El año pasado, desde el primer día en que fue nombrado chef ejecutivo del prestigiado restaurante Tezka (Amberes 78, colonia Juárez, teléfono 9149-3000), Francisco Flores empezó a pensar en nuevos platillos que pusieran a prueba su experiencia después de haber colaborado durante 16 años como sous-chef con una pléyade de artistas culinarios comandadas por el gran maestro Juan Mari Arzak.

Simultáneamente y con el beneplácito de aquel genio de la cocina, desenterró el gran acervo de recetas que durante todos esos años había satisfecho a los paladares más exigentes del momento, iniciando la era del fine dining en la ciudad.

Actualmente, el chef Flores presenta una carta compuesta por sus propias y novedosas creaciones, acompañadas con uno de los platillos de Arzak, los cuales han hecho historia en los anales culinarios de nuestro medio.

El menú de degustación inició con estos amuse-bouches: crema de almendras frías, pastel de cabrarroca y galleta de naranja con carrillera de cerdo.

La entrada, boquerones españoles con panceta ibérica, bañados con reducción de balsámico y frutos secos.
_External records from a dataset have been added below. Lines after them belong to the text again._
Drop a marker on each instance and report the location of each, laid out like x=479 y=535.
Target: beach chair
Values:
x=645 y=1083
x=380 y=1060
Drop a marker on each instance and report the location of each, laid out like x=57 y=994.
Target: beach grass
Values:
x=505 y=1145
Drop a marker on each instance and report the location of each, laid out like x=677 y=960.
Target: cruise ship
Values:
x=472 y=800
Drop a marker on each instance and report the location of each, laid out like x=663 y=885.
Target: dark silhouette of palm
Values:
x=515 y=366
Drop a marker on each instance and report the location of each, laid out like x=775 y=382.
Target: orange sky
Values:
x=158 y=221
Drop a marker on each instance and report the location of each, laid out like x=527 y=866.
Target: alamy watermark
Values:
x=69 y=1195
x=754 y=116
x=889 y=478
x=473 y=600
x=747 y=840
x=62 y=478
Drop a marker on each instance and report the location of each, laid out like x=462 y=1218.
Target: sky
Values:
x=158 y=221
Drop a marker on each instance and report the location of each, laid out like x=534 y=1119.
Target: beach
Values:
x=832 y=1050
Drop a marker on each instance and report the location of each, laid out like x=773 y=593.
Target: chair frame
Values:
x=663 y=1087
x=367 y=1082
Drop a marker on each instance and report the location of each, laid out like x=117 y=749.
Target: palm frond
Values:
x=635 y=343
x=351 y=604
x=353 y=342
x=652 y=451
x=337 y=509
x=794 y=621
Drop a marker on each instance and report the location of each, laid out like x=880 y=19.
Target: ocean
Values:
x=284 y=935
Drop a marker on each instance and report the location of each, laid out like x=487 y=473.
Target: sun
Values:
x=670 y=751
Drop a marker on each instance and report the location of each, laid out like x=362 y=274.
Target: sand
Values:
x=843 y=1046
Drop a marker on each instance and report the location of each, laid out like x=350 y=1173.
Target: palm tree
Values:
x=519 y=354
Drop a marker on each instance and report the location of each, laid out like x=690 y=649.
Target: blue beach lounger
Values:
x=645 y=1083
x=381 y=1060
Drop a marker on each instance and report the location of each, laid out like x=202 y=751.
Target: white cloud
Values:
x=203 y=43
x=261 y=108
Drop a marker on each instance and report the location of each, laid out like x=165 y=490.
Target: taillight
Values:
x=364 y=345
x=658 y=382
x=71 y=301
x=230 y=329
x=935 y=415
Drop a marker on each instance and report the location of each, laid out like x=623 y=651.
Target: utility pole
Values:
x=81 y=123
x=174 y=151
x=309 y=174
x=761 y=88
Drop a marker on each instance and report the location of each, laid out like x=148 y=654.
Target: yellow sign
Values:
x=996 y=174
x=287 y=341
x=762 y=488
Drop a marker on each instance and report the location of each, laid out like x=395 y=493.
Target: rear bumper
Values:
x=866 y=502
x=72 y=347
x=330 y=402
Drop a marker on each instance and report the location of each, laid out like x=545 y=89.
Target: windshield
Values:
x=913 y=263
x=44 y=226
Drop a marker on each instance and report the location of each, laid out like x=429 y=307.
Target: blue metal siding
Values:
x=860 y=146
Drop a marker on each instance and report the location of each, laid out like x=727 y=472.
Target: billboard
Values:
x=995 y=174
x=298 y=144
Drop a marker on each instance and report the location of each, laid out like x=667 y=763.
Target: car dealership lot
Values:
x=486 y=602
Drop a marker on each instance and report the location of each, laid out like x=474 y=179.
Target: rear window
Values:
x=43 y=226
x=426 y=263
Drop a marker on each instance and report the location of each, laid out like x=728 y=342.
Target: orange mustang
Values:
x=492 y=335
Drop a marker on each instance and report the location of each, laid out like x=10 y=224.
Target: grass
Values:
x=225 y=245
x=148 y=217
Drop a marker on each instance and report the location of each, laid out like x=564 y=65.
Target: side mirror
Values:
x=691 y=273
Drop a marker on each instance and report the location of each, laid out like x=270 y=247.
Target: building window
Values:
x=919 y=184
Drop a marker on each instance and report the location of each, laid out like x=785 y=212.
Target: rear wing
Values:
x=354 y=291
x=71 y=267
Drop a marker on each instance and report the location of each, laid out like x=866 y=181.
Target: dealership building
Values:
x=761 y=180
La sopa, muy sofisticada, crema de cocido español (elaborada con hueso de jamón serrano, morcilla, tocino ibérico, costilla salada, pimiento verde y garbanzos) servida con col morada cocida en vino tinto, cáscara de naranja y mermelada de fresa, para dar el toque dulce necesario para la rodaja de foie gras fresco y salteado que remató al conjunto.

El primer platillo fuerte -y la estrella del día- fue la Pirámide de Huachinango, una antigua receta del Chef triestelar Arzak (le acaban de otorgar un reconocimiento por su labor de toda la vida en el Certamen de San Pellegrino), rescatada por Flores, que hará lo mismo con otras que pronto aparecerán en su carta.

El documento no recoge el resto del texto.